YouTube is one of the fastest growing media platforms in the world. In a few years, it has turned from a platform for cat videos to a space where serious content creators crank out regular videos and get paid for their efforts. With this trend, one of the largest demographics of content creators is college students. Whether it be video blogs, video game “Let’s Play” walkthroughs or other content, the creators put a lot of work into their projects. Some students find that they cannot support running a channel full time and doing work for their channel as well, so one or the other may fall to the wayside.

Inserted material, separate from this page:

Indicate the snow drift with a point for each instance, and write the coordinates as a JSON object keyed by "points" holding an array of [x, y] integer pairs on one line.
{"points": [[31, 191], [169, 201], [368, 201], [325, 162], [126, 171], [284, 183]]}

Levi Ward, a University of Indianapolis sophomore nursing major, started a small channel as a hobby with a few of his friends from high school. In the choice between YouTube and school, Ward opted for school. Although he and his friends still put out nearly weekly content on his channel, entitled “NoContext,” he still puts his school work first. He has the help of several of his friends to divide the work with and release their videos.
“There is really a fine balance,” Ward said. “You find a little bit of extra time between studying for classes. You find like eight hours straight where you and a couple of other people can sit down and record a “Let’s Play” or a video.”
In contrast to Ward’s small channel, professional YouTuber Jeremy Scott runs the popular channel CinemaSins. He and his partner, Chris Atkinson, release two videos every week that point out the inconsistencies, plot holes and other mistakes that happen in movies. At the time of this publication, his channel had nearly 4 million subscribers and more than 600 million views on the main channel alone.
Scott graduated from Olivet Nazarene University with a major in speech communication before starting his work with YouTube. Scott reflected on how he would have managed his time working on his channel, which he said is more than 50 hours a week, and the work it takes to be in college if he had been doing the work at that time.
“Drop-out city. No other option,” he said. “Not only would I simply have cared more about the channel than my grades . . . I wouldn’t have had time for school after the channel took off. And for the record . . . what I wouldn’t give to be able to go back to college age and have the tools like YouTube and Adobe Premiere.”
Even splitting the work among Scott, Atkinson and their editor, Brad Cash, the workload is still equivalent, if not greater than, any other full-time job.
“Right now we are still the sole writers for each episode. Writing a “Sins” video requires about 8 to 10 man-hours of watching, pausing, analyzing and writing,” Scott said. “And we do two to three a week—just the writing. Our editor, Brad, does the bulk of the editing work, and then we come behind and add outtakes and make tweaks here and there. We’re both easily putting in 50 hours a week on average.”
Despite the time and effort that content creation takes, Ward said that one day he wants to have a chance to run a channel professionally.
“I would love the chance to take this further than it currently is,” Ward said. “One of my big things is [that] I don’t necessarily want to have a lot of followers, I just want to make the YouTube Rewind once. That’s where they go through and highlight all of the famous channels. I just want to be on there once.”
Scott has some advice for anyone who is trying to make the decision between running a channel and going to school.
“Well, priorities. What’s more important to you, your degree and college experience or your YouTube channel? I’m not saying either is a wrong answer, but you should definitely prioritize whatever’s more important to you, because it’s tough to grow a channel on its own . . . even if you’re not also simultaneously trying to get a degree,” Scott said. “It’s possible, but I think only if you are clear with yourself about which of the two is most important to you. I know people that are skipping college to work on their YouTube presence. And I know people that have put YouTube on a hold or a slower release schedule in order to get a degree. Both are admirable, I think.”